Le 19 juin 2010 à 12:02, Gyesik Lee a écrit :

> Hi,

Hi,

> I would like to write some tactics using dependent destruction.
> (I'm using Coq8.2pl1)
> 
> 1) Writing a tactic using dependent destruction is not possible?
> 
> Let me first introduce an example:
> 
> ================
> 
> Parameter A B : Type.
> 
> Inductive P : A -> B -> Prop :=
>  | All : forall a b, P a b.
> 
> Ltac toto :=
>  match goal with
>    | H : P _ _ |- _ => dependent destruction H
>  end.
> 
> Ltac toto1 := intros; toto.
> 
> Lemma titi : forall a b c d,
>  P a b -> P c d.
> Proof.
> intros. toto.
> 
> =================
> 
> Applying the tactic "toto" triggers the following error message:
> 
> Error: No matching clauses for match goal
>       (use "Set Ltac Debug" for more info).
> 
> However, if you replace "dependent destruction H" with "assert False",
> for example,
> in the definition of toto, then it behaves as expected.
> 
> I am wondering why.

There seems to be a bug in the interpretation of tactics. "dependent 
destuction" is
defined as a tactic notation expecting an ident(H), while H is an hypothesis 
(bound) name here.
If you redefine the notation like this it works:

Tactic Notation "dependent" "destruction" hyp(H) := 
  do_depelim' ltac:(fun hyp => do_case hyp) H.

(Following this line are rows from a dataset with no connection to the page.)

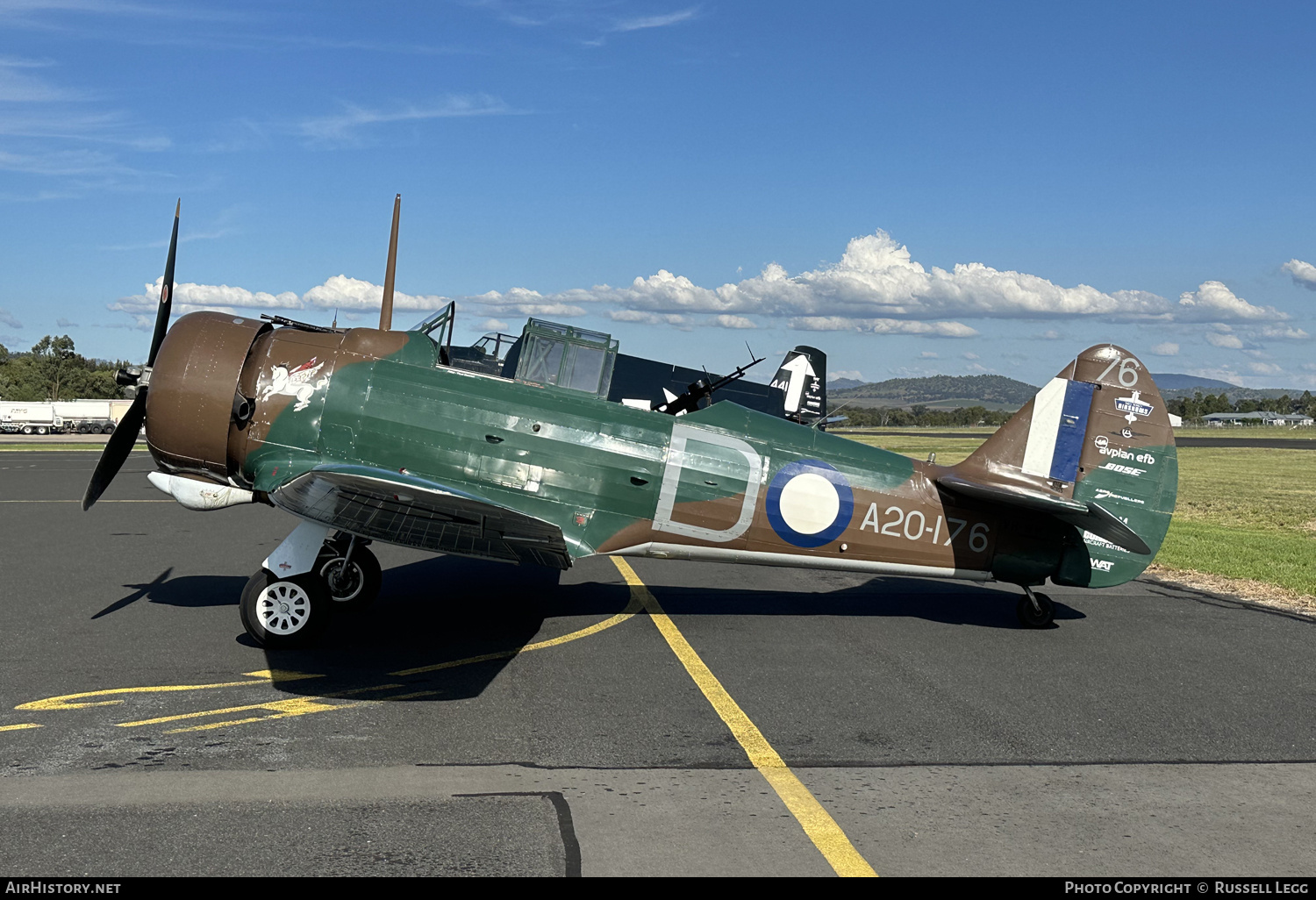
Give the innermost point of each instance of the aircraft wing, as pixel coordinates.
(1089, 516)
(402, 508)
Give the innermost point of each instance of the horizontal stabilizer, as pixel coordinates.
(1089, 516)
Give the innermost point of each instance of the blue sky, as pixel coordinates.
(915, 189)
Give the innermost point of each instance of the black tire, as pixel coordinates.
(304, 613)
(360, 589)
(1029, 618)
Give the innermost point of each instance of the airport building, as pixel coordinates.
(1290, 420)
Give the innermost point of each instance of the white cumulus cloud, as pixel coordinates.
(1212, 302)
(1303, 274)
(1229, 341)
(734, 321)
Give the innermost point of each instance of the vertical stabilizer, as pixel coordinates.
(802, 379)
(1097, 433)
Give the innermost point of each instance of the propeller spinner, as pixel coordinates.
(120, 444)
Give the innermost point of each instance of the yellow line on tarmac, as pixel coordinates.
(632, 608)
(283, 710)
(820, 828)
(68, 700)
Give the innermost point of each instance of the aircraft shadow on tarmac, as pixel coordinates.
(447, 610)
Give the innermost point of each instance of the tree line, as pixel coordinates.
(1199, 405)
(918, 416)
(53, 370)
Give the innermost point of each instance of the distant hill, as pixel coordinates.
(991, 391)
(1177, 382)
(1000, 392)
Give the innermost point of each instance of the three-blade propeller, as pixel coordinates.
(120, 444)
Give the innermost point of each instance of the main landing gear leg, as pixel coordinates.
(286, 604)
(1034, 610)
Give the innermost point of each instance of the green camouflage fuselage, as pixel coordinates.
(721, 483)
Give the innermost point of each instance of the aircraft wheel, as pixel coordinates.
(284, 612)
(358, 586)
(1031, 618)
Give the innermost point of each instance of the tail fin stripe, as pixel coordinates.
(1048, 407)
(1073, 429)
(1057, 429)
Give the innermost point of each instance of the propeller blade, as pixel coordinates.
(166, 292)
(386, 311)
(118, 447)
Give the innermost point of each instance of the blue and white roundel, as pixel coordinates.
(810, 503)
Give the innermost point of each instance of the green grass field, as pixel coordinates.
(1241, 512)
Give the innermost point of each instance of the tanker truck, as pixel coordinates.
(31, 418)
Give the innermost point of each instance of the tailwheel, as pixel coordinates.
(282, 612)
(1034, 610)
(350, 573)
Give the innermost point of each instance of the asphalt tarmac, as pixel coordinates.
(1153, 731)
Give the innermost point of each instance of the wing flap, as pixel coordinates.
(410, 511)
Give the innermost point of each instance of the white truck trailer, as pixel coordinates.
(87, 416)
(31, 418)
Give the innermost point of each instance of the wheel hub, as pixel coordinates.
(283, 608)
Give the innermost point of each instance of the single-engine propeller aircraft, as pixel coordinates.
(518, 450)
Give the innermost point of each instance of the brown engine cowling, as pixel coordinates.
(191, 399)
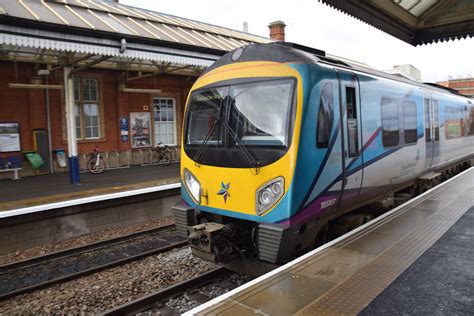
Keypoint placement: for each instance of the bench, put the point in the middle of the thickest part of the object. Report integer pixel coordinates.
(12, 163)
(15, 172)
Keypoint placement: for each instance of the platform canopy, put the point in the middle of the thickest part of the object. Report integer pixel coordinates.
(416, 22)
(77, 32)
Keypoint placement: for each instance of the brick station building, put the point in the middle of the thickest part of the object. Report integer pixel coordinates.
(463, 86)
(122, 73)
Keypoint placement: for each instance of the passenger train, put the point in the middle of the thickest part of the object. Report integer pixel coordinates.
(279, 140)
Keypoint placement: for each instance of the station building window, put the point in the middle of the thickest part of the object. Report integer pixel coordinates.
(87, 108)
(325, 117)
(390, 122)
(410, 122)
(164, 110)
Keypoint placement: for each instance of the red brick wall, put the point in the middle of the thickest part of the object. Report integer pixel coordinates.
(28, 107)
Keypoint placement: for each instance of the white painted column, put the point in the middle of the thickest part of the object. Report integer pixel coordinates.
(71, 126)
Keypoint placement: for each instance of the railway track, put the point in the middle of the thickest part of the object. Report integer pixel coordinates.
(25, 276)
(154, 303)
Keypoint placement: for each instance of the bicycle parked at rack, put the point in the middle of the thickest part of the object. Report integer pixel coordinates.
(162, 154)
(96, 164)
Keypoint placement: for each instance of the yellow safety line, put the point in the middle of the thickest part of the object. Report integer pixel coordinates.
(29, 10)
(143, 28)
(80, 17)
(54, 12)
(101, 20)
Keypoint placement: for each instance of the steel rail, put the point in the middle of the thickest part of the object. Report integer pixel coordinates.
(146, 302)
(27, 263)
(92, 270)
(85, 200)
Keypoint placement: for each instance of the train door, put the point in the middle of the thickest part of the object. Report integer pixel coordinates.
(352, 139)
(431, 132)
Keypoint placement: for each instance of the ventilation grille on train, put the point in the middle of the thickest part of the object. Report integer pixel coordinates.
(269, 241)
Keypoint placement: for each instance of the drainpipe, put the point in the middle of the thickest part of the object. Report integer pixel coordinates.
(48, 122)
(71, 126)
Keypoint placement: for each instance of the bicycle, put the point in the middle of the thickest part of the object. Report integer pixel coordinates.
(162, 154)
(96, 164)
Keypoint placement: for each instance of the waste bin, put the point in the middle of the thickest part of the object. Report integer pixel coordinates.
(34, 158)
(60, 157)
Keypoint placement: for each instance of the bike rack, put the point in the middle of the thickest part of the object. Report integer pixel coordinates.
(113, 160)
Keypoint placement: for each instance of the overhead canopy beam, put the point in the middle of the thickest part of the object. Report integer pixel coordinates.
(89, 64)
(34, 86)
(416, 22)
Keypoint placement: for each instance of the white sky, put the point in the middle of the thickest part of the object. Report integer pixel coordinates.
(316, 25)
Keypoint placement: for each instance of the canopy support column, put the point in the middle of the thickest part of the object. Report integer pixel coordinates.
(71, 126)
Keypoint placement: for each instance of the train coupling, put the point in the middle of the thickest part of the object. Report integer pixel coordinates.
(203, 236)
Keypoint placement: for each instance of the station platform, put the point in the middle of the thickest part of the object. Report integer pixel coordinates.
(43, 191)
(415, 259)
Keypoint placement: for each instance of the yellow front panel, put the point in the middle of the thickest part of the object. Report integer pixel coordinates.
(243, 181)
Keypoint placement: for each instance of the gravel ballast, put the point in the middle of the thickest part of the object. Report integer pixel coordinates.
(102, 291)
(82, 240)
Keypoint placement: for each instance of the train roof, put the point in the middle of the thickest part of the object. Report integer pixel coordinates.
(286, 52)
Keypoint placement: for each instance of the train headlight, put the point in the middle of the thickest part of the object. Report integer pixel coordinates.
(269, 194)
(193, 185)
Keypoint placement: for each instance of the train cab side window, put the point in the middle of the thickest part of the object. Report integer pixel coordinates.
(325, 117)
(352, 133)
(410, 122)
(390, 124)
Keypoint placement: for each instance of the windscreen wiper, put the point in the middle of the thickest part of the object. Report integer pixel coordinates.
(215, 121)
(255, 162)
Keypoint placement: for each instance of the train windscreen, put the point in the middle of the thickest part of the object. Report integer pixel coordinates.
(255, 115)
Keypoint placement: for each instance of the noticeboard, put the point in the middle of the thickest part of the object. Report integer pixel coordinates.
(140, 128)
(9, 137)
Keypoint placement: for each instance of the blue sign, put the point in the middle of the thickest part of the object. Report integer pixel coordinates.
(124, 129)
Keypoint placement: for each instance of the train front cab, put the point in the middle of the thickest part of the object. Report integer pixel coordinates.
(241, 135)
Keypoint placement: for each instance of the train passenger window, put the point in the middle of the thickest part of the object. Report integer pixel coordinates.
(409, 122)
(470, 121)
(325, 117)
(427, 121)
(390, 124)
(435, 119)
(453, 122)
(352, 133)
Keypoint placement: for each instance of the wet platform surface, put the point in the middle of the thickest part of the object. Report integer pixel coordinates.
(419, 254)
(44, 189)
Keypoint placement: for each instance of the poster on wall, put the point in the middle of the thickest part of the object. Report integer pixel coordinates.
(9, 137)
(140, 129)
(124, 129)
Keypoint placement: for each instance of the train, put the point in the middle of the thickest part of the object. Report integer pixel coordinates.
(281, 140)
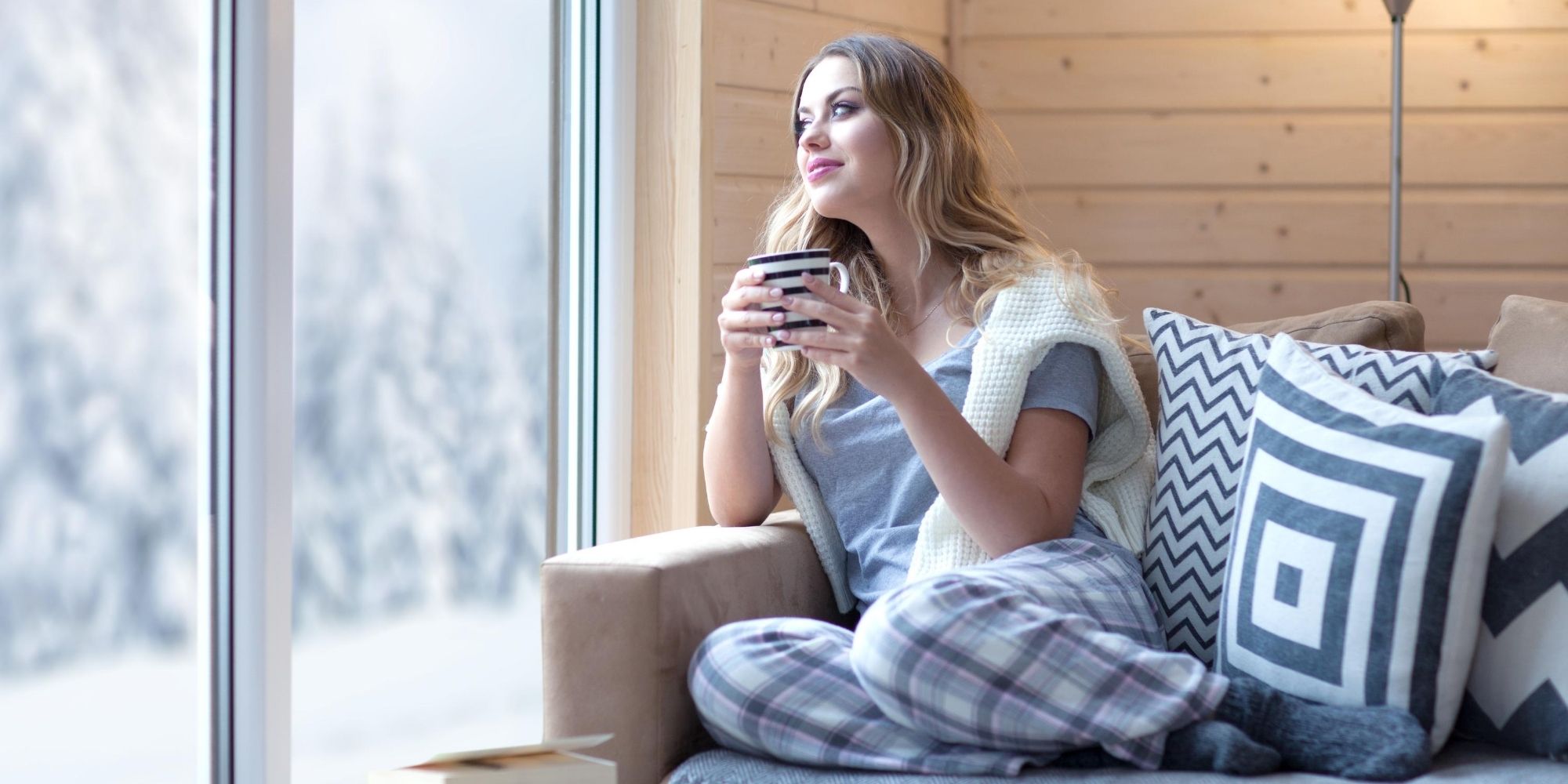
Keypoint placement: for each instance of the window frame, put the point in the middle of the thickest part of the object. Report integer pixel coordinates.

In any case, you can use the underlying tactical directly which has no such 
problems.

> 
> 2) Is there a way to use "dependent destruction" with "as" like
> "inversion H as ..." or "destruct H as ... "?

By customizing the tactical I suppose yes. Have a look at the end of 
Program.Equality for ideas (e.g. the [using] variants).

> 3) (not relevant to dependent destruction)
> 
> Suppose, during a proof, you have assumptions as follows
> 
> H : forall (x : A), Q x -> P x x
> a : A
> H0 : Q a
> 
> How would you write a tactic which generates a new assumption (H1 : P a a)?

assert(H1:=H _ H0)? Or you mean how to match on the goal?

Hope this helps,
-- Matthieu